Drs Thiele and Wirrell discuss the benefits of 3 drugs being approved to treat Dravet and Lennox-Gastaut syndromes: cannabidiol, fenfluramine, and the combination of stiripentol and clobazam.
Elizabeth Thiele, MD, PhD: COVID-19 changed things for a lot of us. For a while, if you’ve said, “Here, now we have both of these medications,” I have felt comfortable starting patients on CBD [cannabidiol], even if I couldn’t get blood work done, unless they were on high doses of valproate. But for a period of time, we couldn’t get echocardiograms, and the laboratories were closed, so that made a play…. Also, we should mention stiripentol.
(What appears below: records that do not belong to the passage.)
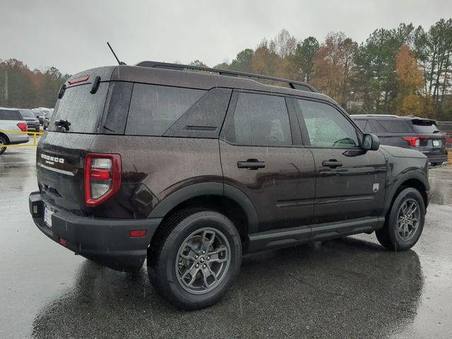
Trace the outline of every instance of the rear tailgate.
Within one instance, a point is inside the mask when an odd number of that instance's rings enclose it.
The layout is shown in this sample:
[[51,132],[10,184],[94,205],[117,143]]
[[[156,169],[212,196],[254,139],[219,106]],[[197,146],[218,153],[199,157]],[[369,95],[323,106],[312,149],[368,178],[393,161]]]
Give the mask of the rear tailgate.
[[[62,97],[56,102],[49,131],[38,143],[38,185],[46,203],[54,208],[81,215],[86,214],[85,159],[100,129],[114,69],[94,69],[69,78]],[[97,77],[100,78],[100,83],[93,93],[93,83]],[[67,131],[64,126],[55,125],[55,122],[66,120],[70,123]]]
[[40,141],[36,171],[44,201],[85,215],[83,167],[95,134],[49,132]]
[[440,131],[434,120],[413,119],[412,129],[420,136],[419,150],[423,153],[444,153],[446,136]]

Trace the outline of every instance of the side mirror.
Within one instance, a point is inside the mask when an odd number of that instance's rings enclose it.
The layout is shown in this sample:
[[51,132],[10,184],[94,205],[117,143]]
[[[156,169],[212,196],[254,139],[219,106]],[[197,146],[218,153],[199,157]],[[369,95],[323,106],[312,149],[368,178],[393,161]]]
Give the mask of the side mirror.
[[362,136],[362,148],[364,150],[376,150],[380,147],[380,141],[375,134],[364,134]]

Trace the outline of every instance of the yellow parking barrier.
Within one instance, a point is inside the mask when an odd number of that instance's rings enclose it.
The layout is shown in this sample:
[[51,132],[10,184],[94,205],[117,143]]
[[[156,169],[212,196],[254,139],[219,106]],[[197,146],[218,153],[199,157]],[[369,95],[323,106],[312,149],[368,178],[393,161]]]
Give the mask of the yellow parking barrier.
[[44,132],[23,132],[22,131],[4,131],[0,129],[0,133],[12,133],[16,134],[32,134],[33,135],[33,143],[23,143],[19,145],[0,145],[0,147],[36,147],[37,143],[36,142],[36,136],[42,136]]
We’re lucky going from 0 to 3 FDA-approved medications for Dravet syndrome, and I know you’re working on revisions of the more global treatment recommendations or algorithms for Dravet. How are you viewing the role of these 3 treatment options that we have specifically indicated for Dravet?
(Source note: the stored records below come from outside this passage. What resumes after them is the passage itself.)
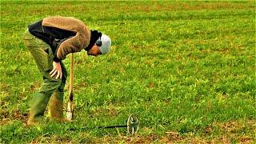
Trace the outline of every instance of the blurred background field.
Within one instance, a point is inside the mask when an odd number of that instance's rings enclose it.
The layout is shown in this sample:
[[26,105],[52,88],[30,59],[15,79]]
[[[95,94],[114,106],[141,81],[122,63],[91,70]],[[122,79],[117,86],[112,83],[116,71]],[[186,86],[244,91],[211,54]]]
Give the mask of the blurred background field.
[[[53,15],[107,34],[113,50],[74,54],[72,122],[46,112],[42,126],[26,127],[42,80],[22,33]],[[1,1],[0,142],[254,143],[255,30],[254,1]],[[135,136],[95,128],[130,114],[140,120]]]

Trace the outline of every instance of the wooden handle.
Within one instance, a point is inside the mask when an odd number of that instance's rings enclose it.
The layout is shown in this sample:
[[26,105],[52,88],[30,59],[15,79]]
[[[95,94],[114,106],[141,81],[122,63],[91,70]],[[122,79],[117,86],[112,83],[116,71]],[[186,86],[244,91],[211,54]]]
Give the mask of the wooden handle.
[[71,53],[70,57],[70,92],[69,92],[69,102],[67,105],[67,112],[66,112],[66,118],[69,121],[72,120],[73,114],[74,114],[74,92],[73,92],[73,86],[74,86],[74,54]]

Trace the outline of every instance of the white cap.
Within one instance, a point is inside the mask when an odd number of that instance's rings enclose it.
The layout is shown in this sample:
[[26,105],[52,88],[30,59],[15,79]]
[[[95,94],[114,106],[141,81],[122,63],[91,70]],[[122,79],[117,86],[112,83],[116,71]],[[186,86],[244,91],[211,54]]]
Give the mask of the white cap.
[[98,47],[102,54],[106,54],[110,51],[111,39],[106,34],[102,34],[102,38],[99,38],[102,41],[102,46]]

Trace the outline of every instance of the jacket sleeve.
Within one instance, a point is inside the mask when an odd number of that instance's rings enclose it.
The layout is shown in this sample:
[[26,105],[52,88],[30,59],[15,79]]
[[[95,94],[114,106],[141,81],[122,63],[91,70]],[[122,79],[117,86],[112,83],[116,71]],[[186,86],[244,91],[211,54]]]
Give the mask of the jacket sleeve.
[[85,35],[78,32],[75,36],[64,41],[60,43],[56,50],[56,55],[54,57],[55,62],[60,62],[66,58],[66,55],[70,53],[76,53],[81,51],[83,48],[87,46],[88,42],[86,41],[88,39]]

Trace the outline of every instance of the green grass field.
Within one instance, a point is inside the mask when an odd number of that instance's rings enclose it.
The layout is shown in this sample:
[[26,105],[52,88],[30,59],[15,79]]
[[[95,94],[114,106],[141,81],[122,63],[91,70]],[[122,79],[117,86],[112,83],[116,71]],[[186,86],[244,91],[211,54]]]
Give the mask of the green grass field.
[[[254,143],[255,2],[1,1],[0,143]],[[72,16],[112,39],[75,56],[74,118],[27,127],[42,82],[22,42],[46,16]],[[64,61],[69,70],[69,57]],[[66,86],[67,102],[68,84]],[[134,136],[130,114],[140,121]],[[86,127],[69,130],[70,127]]]

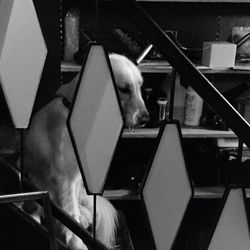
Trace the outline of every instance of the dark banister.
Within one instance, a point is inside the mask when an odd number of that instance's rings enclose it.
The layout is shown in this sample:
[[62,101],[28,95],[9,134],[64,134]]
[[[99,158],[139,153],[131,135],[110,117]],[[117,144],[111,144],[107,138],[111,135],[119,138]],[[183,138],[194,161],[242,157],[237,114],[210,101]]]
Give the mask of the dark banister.
[[134,1],[113,0],[116,8],[125,13],[127,18],[147,36],[150,42],[190,84],[190,86],[207,102],[250,147],[250,125],[237,110],[223,97],[212,83],[193,65],[157,23]]

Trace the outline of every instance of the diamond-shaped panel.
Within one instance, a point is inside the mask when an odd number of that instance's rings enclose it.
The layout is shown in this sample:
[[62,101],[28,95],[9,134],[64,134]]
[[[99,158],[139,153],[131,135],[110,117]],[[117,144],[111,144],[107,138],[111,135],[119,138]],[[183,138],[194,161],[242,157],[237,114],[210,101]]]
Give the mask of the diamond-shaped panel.
[[0,0],[0,78],[16,128],[27,128],[47,55],[32,0]]
[[250,249],[250,234],[242,189],[230,190],[208,249]]
[[68,127],[90,193],[102,191],[123,120],[102,46],[92,45],[78,83]]
[[157,250],[171,249],[192,196],[174,123],[166,124],[142,194]]

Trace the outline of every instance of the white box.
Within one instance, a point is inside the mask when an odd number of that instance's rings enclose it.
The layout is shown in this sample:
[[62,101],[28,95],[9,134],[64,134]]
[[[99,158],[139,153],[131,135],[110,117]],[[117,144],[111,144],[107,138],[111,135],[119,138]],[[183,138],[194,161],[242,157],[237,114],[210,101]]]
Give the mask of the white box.
[[234,67],[236,44],[229,42],[204,42],[202,65],[210,68]]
Elaine C. Wirrell, MD: As I mentioned, for valproate and clobazam, the efficacy of those was not great, and now we have 3 recently approved therapies. Have I started using these in the first line? Not yet. But I would try; from my standpoint fenfluramine has been a game-changer, and CBD as well, although fenfluramine has more efficacy for Dravet syndrome. Looking at that efficacy and the tolerability, I don’t think we can say it definitely doesn’t cause cardiac adverse effects. But if it does so, it must be infrequent. We still need to follow those echocardiograms. But for a child with Dravet syndrome, I would try and get them on to fenfluramine as quickly as I could. Stiripentol as you mentioned is also effective, and stiripentol needs to be used with clobazam. That’s a mandate from the FDA, you’ve got those 2 medications. Fenfluramine, stiripentol with clobazam, and CBD are all highly effective therapies, and should be considered earlier in the course. I don’t think that we need to put everybody through valproate and everybody through clobazam before we go to something that’s more efficacious.
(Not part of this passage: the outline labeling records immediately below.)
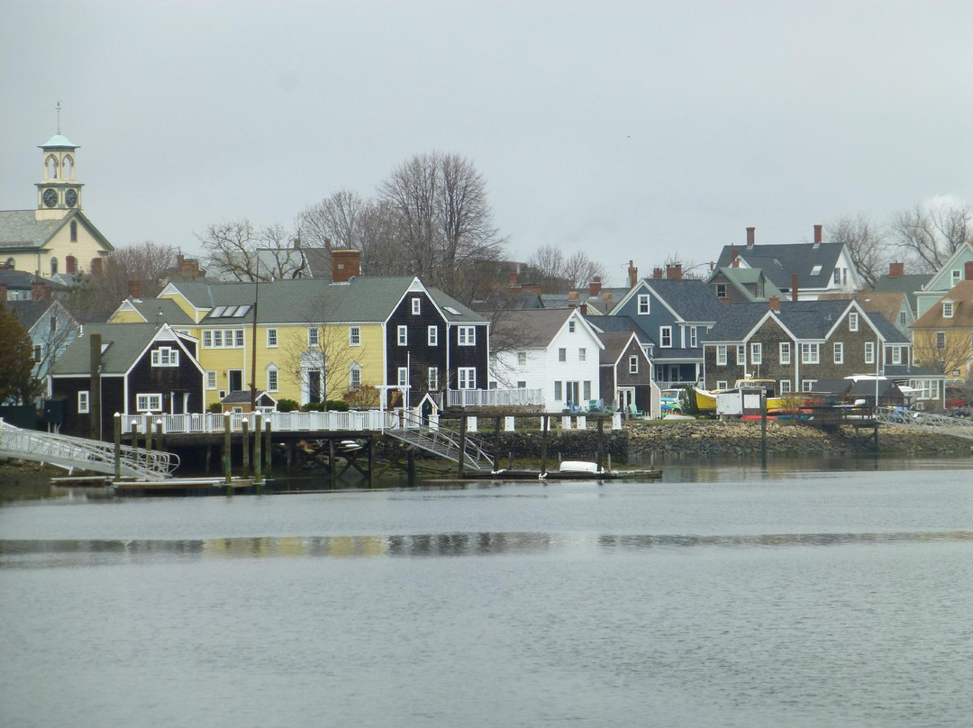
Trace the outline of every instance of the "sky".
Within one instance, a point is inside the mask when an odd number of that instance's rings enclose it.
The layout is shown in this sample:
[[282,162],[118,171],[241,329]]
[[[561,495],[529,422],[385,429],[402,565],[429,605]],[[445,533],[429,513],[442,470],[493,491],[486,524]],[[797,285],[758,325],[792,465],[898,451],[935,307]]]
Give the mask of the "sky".
[[973,201],[973,3],[5,0],[0,209],[81,149],[118,247],[291,226],[433,150],[484,175],[511,260],[608,284],[725,244]]

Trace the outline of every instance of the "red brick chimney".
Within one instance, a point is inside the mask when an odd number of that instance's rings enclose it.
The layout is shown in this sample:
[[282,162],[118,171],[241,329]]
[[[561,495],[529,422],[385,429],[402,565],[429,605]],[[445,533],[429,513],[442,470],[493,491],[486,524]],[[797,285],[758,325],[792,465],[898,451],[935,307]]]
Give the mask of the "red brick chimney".
[[335,283],[347,283],[361,275],[362,254],[352,248],[336,248],[331,251],[331,279]]

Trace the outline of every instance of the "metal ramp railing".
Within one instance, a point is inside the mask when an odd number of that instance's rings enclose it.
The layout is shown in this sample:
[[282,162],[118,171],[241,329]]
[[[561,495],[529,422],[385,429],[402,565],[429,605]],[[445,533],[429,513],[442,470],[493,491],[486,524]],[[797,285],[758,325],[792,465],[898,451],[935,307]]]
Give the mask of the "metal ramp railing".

Elizabeth Thiele, MD, PhD: I agree, and I hope that the payers all agree, because we do have as you said, we have good data for those 3 working in this patient population that we don’t have for others. Clobazam and valproate were the best options we had before these specific trials were done. In reality, I think a lot of my patients with Dravet are going to end up on both, CDB and fenfluramine, and I have a handful of patients on both. Even if I get a 65% reduction in seizures, that child’s not necessarily seizure-free. If you have the opportunity to bring in another drug you know can be effective and is well tolerated, and the children I have on both, they’re doing well. I think they’d benefit from both overall…. It’s great to have all of these.
The one issue we’ve had with fenfluramine that is important for physicians to remember is the contraindicated concomitant medications, because you forget. If a child’s going in for anesthesia for a scan or something then fentanyl should not be given if you’re on fenfluramine. It’s also been a problem for us in some of our children who do have psychiatric comorbidities because it limits the medication options that we have there. But again, it’s not a game-changer in our use of the medication, it’s something that I need to remember to be aware of and to tell families about. We’re heading into cold and flu season again, it’s the dextromethorphan, don‘t take that if you’re on this medication. That’s important to know. Like any medication we have, how do we not only use it to optimize efficacy, but also make sure we’re optimizing safety and tolerability?
This transcript has been edited for clarity.